Les archives des commentaires poétiques de Mohamed Salah Ben Amor : 25–Les poèmes de Philippe Lemoine: 25 – 9 : Mécréant

Philippe Lemoine

 

Misérable nombril, béotien paltoquet,
J’exalte de l’Ego les orgies ordurières,
J’abuse, vaniteux, de l’absurde en paquet,
Quel est donc ce poète aux mauvaises manières…

Ejaculant mon encre en long et en travers,
Moi ! L’amant impuissant, d’une vile arrogance,
Lubrique comme un paon, je me pâme pervers,
De mon œuvre pantois, j’encense l’ignorance…

J’écris comme je cours, sans grâce ni beauté,
Macule le papier d’altières diaprures,
Je me perds en chemin prêchant l’opacité,
Méprisant, me complais d’immondes tavelures…

Je conjugue l’obscur, j’honnis le sentiment,
Inapte procureur, je condamne la rime,
Sans répit discourtois, me voici mécréant,
Apôtre du non sens, adepte de la frime…

Je projette des mots sans suite ni raison,
Ne sachant être clair, l’orgueil pour nourriture,
Je me glose faraud de ma piètre oraison,
D’une prose fétide offense l’écriture…

Je gribouille le verbe à quoi bon m’appliquer,
Une montre pour craie, assis à mon pupitre,
Pitoyable est mon art à quoi bon s’en moquer,
Sans repentir, menteur, je ne fais que le pitre…

Par moi-même aveuglé, je me clame maudit,
Juché sur le pinacle, oubliant modestie,
Je dresse des gibets, intégriste inédit,
Sans procès ni verdict, j’étreins la poésie…

Moi ! Prince du sordide, innommable écrivain,
Je souille la beauté de cette fleur sensible,
Sous ma plume, oyez-la ! S’époumoner en vain
Et…, je ris de vous voir déchiffrer l’impossible…

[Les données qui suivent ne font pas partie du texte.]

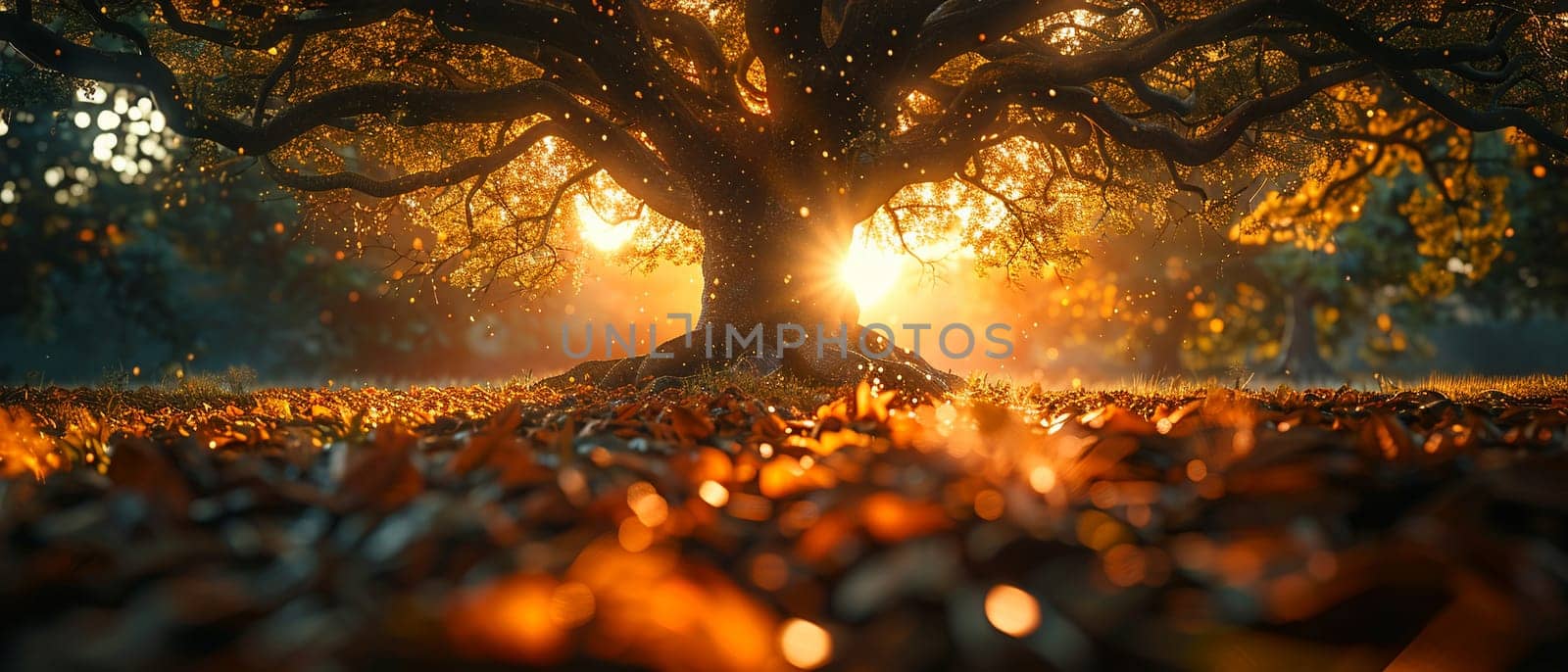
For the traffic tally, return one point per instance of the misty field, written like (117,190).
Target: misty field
(757,525)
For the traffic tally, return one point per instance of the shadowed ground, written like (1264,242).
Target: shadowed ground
(760,525)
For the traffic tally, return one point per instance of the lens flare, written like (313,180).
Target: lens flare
(606,237)
(870,269)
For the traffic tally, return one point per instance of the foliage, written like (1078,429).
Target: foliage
(712,530)
(470,136)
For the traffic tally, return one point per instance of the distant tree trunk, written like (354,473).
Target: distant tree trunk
(1300,358)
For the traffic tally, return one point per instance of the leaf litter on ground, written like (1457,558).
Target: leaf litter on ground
(710,530)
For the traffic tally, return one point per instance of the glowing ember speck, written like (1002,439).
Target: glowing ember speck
(1011,609)
(805,645)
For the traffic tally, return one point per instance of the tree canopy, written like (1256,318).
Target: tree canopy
(1004,124)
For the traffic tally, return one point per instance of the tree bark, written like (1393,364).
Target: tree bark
(1300,358)
(770,269)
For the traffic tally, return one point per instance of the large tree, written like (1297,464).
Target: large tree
(760,132)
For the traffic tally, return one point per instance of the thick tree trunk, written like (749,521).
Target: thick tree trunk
(776,268)
(1298,355)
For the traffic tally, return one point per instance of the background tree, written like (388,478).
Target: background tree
(760,132)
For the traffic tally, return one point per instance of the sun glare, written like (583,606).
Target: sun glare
(870,269)
(603,235)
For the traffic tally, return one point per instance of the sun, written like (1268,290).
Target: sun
(870,269)
(604,235)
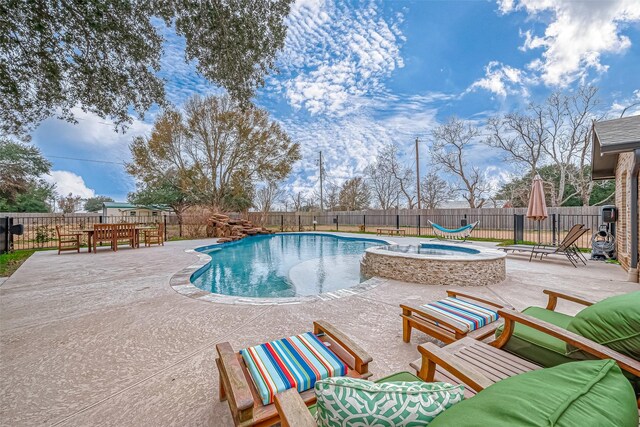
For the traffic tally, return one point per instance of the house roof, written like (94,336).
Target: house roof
(129,206)
(610,138)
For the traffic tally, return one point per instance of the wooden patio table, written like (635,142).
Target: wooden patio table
(89,232)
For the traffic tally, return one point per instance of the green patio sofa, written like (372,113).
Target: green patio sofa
(502,389)
(613,322)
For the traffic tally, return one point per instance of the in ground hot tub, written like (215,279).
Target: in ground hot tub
(436,264)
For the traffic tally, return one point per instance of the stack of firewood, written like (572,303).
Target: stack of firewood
(228,229)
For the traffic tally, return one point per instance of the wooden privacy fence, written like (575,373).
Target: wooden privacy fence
(497,224)
(494,224)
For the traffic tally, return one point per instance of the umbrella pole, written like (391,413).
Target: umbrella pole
(539,226)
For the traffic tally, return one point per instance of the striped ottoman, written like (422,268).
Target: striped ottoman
(294,362)
(463,314)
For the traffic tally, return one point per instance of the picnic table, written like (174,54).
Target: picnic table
(90,231)
(390,231)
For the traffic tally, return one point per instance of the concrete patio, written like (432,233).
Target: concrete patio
(104,340)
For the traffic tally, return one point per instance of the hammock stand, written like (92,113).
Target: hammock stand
(453,234)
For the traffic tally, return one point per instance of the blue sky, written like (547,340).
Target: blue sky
(357,75)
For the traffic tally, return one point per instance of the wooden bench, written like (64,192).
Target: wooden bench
(390,231)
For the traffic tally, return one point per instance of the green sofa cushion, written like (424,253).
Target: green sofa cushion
(536,346)
(576,394)
(344,401)
(398,376)
(613,322)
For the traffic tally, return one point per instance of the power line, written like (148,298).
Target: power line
(86,160)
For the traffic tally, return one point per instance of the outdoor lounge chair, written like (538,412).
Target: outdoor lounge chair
(567,247)
(154,236)
(246,399)
(533,345)
(453,234)
(482,367)
(103,233)
(68,241)
(491,359)
(124,232)
(458,316)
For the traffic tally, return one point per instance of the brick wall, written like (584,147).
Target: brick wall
(623,202)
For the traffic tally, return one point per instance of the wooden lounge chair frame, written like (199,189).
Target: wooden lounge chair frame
(473,363)
(416,317)
(154,236)
(293,411)
(236,385)
(489,360)
(68,241)
(124,232)
(103,233)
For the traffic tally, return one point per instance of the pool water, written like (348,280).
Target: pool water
(433,249)
(283,265)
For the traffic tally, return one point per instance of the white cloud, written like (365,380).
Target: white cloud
(629,106)
(350,143)
(502,80)
(577,35)
(335,54)
(68,182)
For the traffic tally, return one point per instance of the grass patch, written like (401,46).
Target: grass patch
(10,262)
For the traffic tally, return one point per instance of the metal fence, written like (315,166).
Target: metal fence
(40,231)
(499,227)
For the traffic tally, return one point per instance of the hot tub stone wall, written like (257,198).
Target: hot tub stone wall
(434,271)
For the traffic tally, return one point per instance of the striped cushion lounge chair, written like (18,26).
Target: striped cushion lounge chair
(455,317)
(294,362)
(453,234)
(249,379)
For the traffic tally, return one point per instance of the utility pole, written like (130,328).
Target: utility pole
(321,196)
(418,173)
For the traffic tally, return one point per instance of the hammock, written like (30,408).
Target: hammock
(456,233)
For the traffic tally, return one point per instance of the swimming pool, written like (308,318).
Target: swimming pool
(283,265)
(432,249)
(445,264)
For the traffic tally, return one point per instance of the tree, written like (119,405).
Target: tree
(518,190)
(104,56)
(163,190)
(519,136)
(21,187)
(452,140)
(557,131)
(354,194)
(217,150)
(94,204)
(332,197)
(384,185)
(69,203)
(297,201)
(434,191)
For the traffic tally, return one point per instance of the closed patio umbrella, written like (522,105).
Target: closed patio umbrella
(537,209)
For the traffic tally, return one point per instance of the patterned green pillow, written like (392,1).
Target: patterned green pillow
(344,401)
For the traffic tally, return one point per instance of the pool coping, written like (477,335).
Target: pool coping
(181,281)
(482,253)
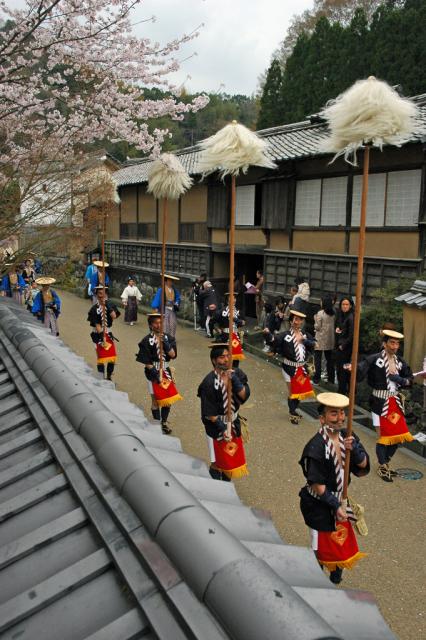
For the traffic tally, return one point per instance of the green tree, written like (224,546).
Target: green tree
(271,111)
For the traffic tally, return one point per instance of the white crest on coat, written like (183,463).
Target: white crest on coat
(231,150)
(369,112)
(167,178)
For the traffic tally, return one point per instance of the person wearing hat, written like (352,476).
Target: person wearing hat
(91,269)
(130,298)
(149,355)
(28,273)
(322,462)
(226,451)
(171,304)
(220,320)
(293,345)
(386,374)
(96,278)
(47,304)
(207,297)
(101,317)
(12,283)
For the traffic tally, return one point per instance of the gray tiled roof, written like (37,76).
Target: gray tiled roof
(288,142)
(416,296)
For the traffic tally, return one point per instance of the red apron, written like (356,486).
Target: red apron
(230,457)
(166,393)
(300,385)
(338,548)
(393,428)
(106,350)
(237,349)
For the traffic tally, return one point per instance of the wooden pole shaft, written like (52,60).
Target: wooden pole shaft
(163,284)
(358,297)
(231,285)
(104,320)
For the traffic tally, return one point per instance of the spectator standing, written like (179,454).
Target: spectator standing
(260,280)
(325,339)
(301,297)
(344,330)
(130,298)
(209,300)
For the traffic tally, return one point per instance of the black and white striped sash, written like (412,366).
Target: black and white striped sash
(385,408)
(220,384)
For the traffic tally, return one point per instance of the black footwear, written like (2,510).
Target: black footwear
(165,428)
(336,576)
(393,473)
(384,473)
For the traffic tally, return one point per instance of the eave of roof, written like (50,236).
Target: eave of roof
(287,142)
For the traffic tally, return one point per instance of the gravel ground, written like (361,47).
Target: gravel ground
(395,570)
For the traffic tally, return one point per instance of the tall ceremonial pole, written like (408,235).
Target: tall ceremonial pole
(167,180)
(163,279)
(369,114)
(232,150)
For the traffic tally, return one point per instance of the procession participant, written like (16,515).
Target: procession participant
(28,274)
(12,284)
(293,346)
(47,304)
(159,376)
(344,330)
(101,316)
(322,462)
(130,298)
(91,269)
(226,449)
(221,320)
(96,278)
(386,373)
(207,297)
(30,294)
(171,304)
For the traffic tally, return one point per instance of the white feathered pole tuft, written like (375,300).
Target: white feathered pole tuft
(231,150)
(369,112)
(167,178)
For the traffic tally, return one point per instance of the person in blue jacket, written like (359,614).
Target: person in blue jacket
(47,305)
(12,284)
(96,278)
(171,304)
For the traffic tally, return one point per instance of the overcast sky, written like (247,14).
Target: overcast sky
(234,46)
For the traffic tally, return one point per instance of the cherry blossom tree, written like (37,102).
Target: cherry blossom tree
(72,72)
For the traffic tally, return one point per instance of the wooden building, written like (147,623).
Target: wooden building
(298,219)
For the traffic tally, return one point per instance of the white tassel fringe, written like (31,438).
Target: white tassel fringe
(231,150)
(369,112)
(167,178)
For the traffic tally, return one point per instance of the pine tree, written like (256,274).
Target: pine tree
(270,114)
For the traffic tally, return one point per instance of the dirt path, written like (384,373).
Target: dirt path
(395,570)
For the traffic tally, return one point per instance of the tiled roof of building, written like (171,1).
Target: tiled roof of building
(416,296)
(287,142)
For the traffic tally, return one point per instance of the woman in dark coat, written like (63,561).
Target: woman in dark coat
(344,329)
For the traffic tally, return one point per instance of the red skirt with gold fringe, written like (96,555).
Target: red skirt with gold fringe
(300,385)
(393,428)
(339,548)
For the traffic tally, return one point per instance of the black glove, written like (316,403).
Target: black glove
(357,453)
(309,343)
(220,426)
(399,380)
(237,384)
(152,374)
(330,500)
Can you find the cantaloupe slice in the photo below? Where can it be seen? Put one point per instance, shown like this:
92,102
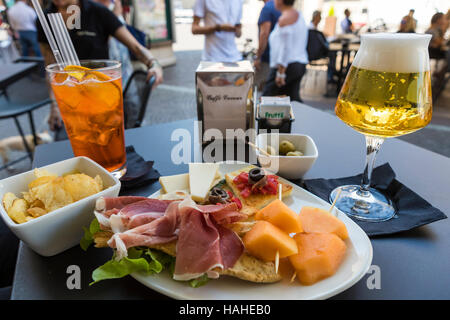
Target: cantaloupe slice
264,240
321,221
319,256
280,215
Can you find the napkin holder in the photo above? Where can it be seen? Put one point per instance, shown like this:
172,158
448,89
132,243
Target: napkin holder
225,104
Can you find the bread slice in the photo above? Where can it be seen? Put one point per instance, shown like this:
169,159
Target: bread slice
247,268
254,202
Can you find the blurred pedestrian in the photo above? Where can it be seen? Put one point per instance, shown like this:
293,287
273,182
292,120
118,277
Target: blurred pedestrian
318,47
266,22
347,24
437,29
413,20
316,18
22,19
98,23
407,25
288,55
117,50
222,24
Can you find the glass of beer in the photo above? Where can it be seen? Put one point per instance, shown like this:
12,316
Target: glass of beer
387,93
89,98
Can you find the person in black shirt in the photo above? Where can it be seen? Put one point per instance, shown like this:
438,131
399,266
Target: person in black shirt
98,23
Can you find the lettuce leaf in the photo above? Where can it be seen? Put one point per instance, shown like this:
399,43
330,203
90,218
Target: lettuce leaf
139,259
88,237
198,282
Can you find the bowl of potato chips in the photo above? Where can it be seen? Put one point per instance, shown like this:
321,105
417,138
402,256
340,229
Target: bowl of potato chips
48,207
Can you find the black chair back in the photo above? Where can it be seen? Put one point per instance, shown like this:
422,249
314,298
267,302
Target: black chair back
135,98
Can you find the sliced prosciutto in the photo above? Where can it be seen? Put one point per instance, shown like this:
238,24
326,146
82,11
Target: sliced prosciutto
204,245
161,230
131,212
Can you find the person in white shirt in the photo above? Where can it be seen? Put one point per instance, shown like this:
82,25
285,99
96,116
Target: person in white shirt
22,19
288,53
222,24
316,18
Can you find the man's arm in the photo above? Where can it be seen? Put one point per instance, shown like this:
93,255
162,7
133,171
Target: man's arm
198,29
143,54
264,32
238,31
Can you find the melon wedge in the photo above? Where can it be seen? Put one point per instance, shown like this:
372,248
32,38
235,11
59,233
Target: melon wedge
264,240
319,256
280,215
321,221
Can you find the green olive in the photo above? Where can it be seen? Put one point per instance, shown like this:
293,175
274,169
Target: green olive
271,150
294,154
286,146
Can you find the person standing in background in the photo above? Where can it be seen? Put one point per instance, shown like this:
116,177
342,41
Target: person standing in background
117,50
407,25
266,22
288,55
413,20
222,24
437,29
316,18
23,20
346,24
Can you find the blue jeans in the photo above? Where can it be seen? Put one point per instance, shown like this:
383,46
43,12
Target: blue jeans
28,40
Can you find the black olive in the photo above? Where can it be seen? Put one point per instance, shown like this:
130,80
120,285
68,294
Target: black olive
218,195
255,175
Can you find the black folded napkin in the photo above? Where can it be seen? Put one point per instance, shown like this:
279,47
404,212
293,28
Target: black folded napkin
413,211
139,172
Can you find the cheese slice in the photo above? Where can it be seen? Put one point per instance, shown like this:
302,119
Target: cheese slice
174,183
201,179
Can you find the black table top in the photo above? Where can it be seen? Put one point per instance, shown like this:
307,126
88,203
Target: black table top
11,72
412,265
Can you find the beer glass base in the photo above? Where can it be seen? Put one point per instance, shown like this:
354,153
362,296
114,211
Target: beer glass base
370,205
119,173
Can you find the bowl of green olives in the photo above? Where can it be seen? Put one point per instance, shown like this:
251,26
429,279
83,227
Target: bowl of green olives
288,155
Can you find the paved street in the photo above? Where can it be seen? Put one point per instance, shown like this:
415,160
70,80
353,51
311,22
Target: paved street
175,100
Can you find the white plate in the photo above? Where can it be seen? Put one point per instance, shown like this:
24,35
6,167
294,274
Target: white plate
356,263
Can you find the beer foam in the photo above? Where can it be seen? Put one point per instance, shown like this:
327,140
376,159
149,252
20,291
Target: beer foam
393,52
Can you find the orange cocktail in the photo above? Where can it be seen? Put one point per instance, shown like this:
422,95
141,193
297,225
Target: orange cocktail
89,98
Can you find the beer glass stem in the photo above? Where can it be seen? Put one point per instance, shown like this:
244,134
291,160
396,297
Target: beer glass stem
373,144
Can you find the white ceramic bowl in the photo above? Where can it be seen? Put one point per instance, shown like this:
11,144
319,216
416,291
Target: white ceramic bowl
61,229
291,167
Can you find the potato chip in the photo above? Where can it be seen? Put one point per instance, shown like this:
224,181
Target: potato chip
43,173
8,200
41,181
80,186
36,212
49,192
18,211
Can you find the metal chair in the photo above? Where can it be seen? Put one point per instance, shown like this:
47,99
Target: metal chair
135,98
10,109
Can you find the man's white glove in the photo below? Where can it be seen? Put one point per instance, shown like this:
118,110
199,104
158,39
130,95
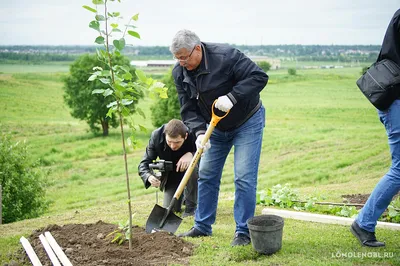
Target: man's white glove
198,143
223,103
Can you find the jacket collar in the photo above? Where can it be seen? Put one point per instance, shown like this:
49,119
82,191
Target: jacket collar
204,67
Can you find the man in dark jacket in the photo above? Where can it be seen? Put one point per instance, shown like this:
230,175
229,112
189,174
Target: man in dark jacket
172,142
363,227
206,72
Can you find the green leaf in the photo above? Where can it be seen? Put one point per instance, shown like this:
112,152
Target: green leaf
90,9
105,80
134,34
140,111
97,91
119,94
98,2
114,103
135,17
99,40
125,111
127,76
141,75
126,102
108,92
110,112
125,68
94,25
92,77
114,14
100,18
119,44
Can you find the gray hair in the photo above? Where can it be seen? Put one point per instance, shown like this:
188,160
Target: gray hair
184,39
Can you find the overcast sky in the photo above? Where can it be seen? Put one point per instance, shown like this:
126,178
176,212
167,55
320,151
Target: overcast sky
252,22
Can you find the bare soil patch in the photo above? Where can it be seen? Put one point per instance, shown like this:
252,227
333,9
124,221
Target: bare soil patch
87,245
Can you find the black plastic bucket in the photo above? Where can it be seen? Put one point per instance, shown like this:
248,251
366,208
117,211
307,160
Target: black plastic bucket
266,233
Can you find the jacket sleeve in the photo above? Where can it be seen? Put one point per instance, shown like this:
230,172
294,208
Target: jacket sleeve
189,113
149,156
250,78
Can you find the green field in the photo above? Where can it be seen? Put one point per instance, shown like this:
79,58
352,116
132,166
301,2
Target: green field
321,135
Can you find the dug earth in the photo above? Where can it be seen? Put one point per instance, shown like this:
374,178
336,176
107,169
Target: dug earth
87,245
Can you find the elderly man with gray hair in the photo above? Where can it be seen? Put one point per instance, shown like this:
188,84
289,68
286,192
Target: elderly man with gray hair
206,72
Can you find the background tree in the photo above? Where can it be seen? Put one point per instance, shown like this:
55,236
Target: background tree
264,65
121,85
165,109
23,183
78,93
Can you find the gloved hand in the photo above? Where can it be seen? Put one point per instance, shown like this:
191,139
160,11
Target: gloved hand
154,181
223,103
198,143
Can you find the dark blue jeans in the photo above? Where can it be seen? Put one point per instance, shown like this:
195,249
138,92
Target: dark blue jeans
389,185
246,141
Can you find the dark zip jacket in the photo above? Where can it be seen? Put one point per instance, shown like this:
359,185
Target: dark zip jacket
391,42
158,148
223,70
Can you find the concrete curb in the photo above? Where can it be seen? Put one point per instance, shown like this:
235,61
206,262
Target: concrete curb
321,218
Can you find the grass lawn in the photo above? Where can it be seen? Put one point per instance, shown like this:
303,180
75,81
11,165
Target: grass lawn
317,137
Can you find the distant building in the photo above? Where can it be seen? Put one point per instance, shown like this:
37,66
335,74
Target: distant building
153,63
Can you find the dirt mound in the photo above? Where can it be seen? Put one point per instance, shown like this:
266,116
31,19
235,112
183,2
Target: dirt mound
355,198
86,244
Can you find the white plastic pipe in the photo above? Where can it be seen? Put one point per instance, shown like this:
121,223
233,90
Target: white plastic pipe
29,250
49,251
57,249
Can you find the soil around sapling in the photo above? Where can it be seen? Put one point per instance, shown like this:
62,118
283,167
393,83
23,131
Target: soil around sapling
87,245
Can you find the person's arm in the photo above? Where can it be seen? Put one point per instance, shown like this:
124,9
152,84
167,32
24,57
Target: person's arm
189,113
251,79
149,156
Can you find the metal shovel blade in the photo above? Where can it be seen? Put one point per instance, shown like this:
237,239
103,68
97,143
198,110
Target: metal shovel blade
171,223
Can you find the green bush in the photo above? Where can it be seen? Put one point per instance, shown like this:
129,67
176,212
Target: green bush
23,184
292,71
165,109
364,69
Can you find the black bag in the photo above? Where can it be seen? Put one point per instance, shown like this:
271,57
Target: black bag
381,83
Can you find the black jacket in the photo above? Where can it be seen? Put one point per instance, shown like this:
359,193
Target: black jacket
391,42
223,71
158,147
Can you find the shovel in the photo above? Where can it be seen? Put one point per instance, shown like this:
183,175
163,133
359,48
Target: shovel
164,219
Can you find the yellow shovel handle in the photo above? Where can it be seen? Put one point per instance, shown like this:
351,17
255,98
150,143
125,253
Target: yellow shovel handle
214,121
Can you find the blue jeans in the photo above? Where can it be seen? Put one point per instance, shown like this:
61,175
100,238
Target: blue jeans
246,140
389,185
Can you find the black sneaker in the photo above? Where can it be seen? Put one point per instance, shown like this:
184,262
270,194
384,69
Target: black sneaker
365,238
240,239
187,214
192,233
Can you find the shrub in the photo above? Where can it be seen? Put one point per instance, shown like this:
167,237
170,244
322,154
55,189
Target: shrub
23,184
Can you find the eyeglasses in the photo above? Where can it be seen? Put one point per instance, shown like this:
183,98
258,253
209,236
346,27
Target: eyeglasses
184,59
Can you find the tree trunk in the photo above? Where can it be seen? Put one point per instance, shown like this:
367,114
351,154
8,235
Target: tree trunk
104,125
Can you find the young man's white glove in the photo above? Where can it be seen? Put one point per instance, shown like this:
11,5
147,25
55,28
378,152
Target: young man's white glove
224,103
198,143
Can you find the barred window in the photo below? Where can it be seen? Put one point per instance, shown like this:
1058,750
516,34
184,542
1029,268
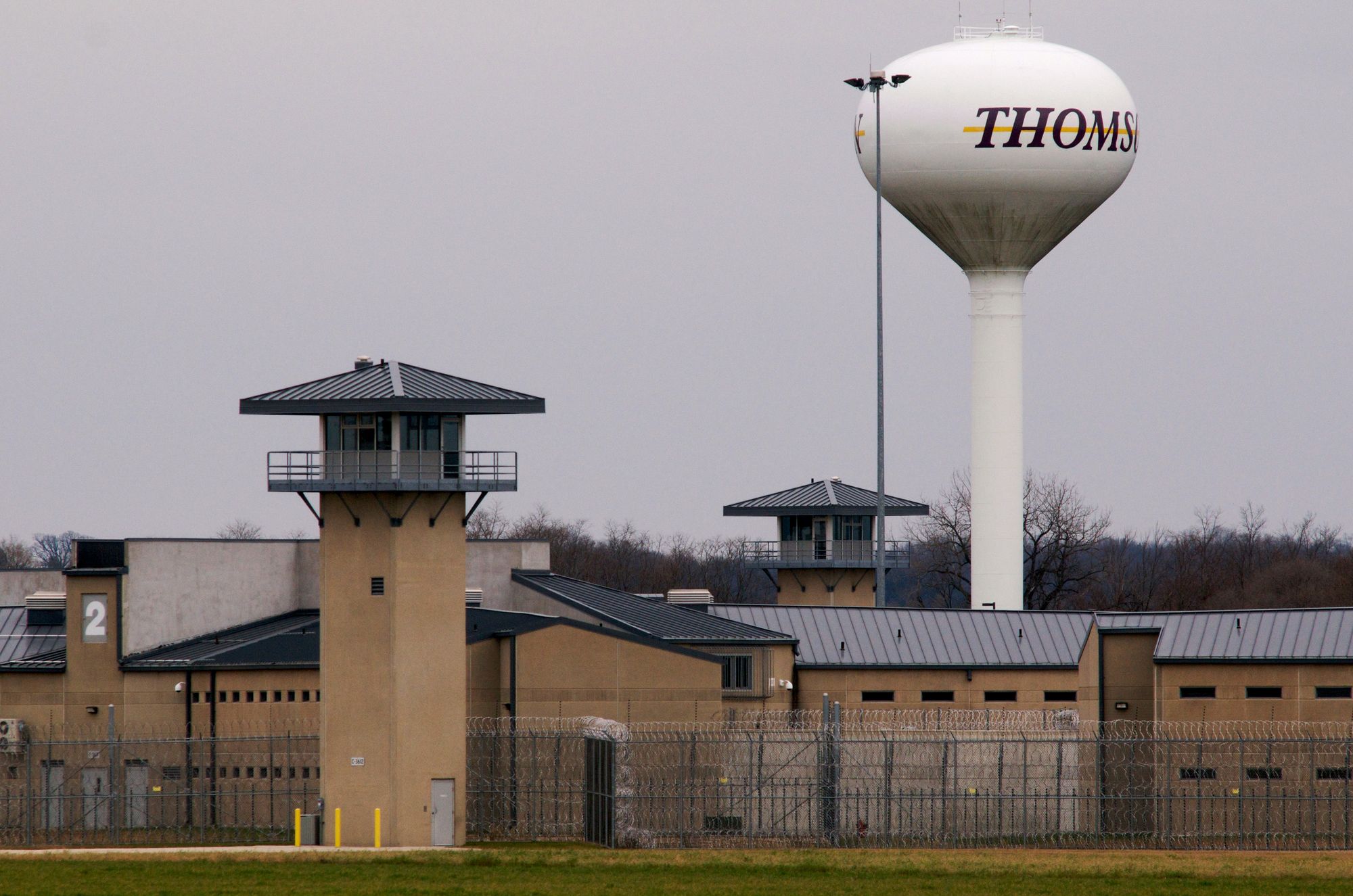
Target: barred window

Pour ne point me blâmer, l’on me dit insolent,
Me voici souverain, m’admirant sans vergogne,
A quoi bon discourir, je n’ai pas de talent,
Laissez-moi , je vous prie, à ma maigre besogne.

 

Cette révolte enflammée du poète contre sa condition dans la société de consommation d’aujourd’hui où la littérature sublime et de haute facture est de plus en plus délaissée par le public au profit des écrits de pacotille à but commercial est une réaction indignée à cette attitude dégradante qui en dit long sur la dépréciation des hautes valeurs artistiques en général depuis l’avènement du nouvel ordre mondial à la fin des années 80. La pertinence du sujet abordé, capable à lui seul de polariser l’attention du lecteur est doublée de l’adoption antiphrastique par le poète du discours de ses détracteurs. Enfin, le grand étalage de vastes connaissances lexicales suggère l’attachement inébranlable du poète à ce noble art en péril: la Poésie.